Using pydantic’s discriminator
pydantic
allows for automatic selection between several sub-configurations, such as between a Dog
or a Cat
sub-configuration below:
import typing as tp
class Dog(pydantic.BaseModel):
name: tp.Literal["dog"] = "dog"
dog_param: int = 12
class Cat(pydantic.BaseModel):
name: tp.Literal["cat"] = "cat"
cat_param: str = "mew"
class Household(pydantic.BaseModel):
pet: Dog | Cat = pydantic.Field(..., discriminator="name")
household = Household(pet={"name": "dog"})
assert household.pet.dog_param == 12
The syntax requires providing a “discriminator” field which is a constant (a Literal
) for selecting which class to instantiate. While explicitely stating the discriminator through pydantic.Field
(as above) or through an annotation (see in pydantic
documentation) is not strictly necessary with pydantic
, it is necessary when working with infras so that the discriminator be part of the uid.
Workdir/code copy
Running code on a cluster while still working on the code can be dangereous, as the job will use the state of the code at start time and not at submission time.

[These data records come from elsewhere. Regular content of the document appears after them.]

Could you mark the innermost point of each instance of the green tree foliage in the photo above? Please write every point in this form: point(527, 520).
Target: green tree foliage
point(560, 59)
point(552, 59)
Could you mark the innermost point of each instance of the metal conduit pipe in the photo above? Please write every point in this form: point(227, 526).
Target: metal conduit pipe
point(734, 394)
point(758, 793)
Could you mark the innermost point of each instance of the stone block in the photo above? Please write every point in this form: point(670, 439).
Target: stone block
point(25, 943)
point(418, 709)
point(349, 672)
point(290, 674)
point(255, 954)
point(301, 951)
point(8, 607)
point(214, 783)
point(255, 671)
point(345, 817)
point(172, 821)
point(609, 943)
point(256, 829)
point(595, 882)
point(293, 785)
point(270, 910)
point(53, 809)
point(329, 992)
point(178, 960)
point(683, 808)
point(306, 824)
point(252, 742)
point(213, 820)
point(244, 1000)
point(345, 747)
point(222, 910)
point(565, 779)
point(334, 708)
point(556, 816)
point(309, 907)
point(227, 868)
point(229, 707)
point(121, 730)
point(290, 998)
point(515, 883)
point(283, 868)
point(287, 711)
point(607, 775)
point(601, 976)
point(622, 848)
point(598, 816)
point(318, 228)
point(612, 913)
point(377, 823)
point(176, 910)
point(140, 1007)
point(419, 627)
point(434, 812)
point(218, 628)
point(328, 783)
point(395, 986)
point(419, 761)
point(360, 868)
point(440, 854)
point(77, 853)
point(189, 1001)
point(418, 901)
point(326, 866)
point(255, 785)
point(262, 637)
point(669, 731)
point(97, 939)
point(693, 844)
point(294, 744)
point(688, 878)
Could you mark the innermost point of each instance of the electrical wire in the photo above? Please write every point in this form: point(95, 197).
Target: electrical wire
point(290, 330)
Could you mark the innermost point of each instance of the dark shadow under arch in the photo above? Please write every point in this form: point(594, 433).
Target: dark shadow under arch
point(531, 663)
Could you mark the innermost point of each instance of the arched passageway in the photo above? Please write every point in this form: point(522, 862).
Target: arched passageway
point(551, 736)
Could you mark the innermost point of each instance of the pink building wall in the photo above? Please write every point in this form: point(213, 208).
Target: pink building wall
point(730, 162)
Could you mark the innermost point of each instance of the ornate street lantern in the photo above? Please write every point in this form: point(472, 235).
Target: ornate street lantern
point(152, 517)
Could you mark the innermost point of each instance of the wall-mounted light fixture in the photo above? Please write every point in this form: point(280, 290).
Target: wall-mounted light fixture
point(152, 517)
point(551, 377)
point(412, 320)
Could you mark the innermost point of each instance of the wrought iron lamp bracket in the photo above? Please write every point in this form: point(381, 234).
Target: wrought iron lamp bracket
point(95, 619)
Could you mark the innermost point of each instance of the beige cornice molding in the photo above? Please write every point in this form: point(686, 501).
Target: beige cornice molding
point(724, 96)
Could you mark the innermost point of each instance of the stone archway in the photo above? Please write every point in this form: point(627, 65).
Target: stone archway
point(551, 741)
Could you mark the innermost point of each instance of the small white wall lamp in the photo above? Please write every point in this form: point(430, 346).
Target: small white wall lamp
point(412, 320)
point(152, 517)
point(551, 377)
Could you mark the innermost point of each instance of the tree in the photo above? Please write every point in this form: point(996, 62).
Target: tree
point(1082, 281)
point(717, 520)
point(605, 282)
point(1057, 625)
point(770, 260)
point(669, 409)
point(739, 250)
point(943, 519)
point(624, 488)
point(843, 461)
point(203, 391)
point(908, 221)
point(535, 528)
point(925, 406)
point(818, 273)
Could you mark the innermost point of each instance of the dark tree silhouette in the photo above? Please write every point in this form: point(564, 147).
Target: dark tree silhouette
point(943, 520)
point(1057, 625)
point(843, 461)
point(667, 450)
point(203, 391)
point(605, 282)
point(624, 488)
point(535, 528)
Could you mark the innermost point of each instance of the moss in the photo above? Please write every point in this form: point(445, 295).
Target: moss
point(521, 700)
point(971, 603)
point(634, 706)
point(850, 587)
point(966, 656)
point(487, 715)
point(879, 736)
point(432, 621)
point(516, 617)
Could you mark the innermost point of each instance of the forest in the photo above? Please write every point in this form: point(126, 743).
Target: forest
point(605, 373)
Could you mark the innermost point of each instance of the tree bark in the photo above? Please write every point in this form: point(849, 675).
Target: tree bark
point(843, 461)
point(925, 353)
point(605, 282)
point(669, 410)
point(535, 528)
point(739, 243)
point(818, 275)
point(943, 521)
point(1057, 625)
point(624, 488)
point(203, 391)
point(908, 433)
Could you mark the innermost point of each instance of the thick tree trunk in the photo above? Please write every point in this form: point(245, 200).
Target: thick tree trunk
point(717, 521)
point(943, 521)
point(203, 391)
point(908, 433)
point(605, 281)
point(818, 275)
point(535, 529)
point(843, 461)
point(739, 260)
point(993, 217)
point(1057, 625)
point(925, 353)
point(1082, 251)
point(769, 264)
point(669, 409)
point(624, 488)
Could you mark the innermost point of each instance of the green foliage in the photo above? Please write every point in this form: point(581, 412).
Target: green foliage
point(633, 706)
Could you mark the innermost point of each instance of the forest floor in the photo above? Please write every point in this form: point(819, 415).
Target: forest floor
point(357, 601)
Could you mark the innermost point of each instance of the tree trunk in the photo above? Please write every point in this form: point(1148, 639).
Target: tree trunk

In order to avoid surprises, both task/map infra support a workdir
for copying the code to a different working directory where the decorated function will be running from:
Check its parameters here, in particular, the copied
parameter can be used to select folders or files or packages installed in editable mode that should be copied to the job’s working directory, like in the TutorialTask
class from the tutorial section:
task = TutorialTask(infra={
"cluster": "local",
"folder": tmp_path,
# will create a copy of exca in a folder and run from there:
"workdir": {"copied": ["exca"]},
})
Note that the change of working directory (and possibly the copy) only happens when the infra is called for submitting the decorated function. Depending on your code, this may not be at the very beginning of your execution.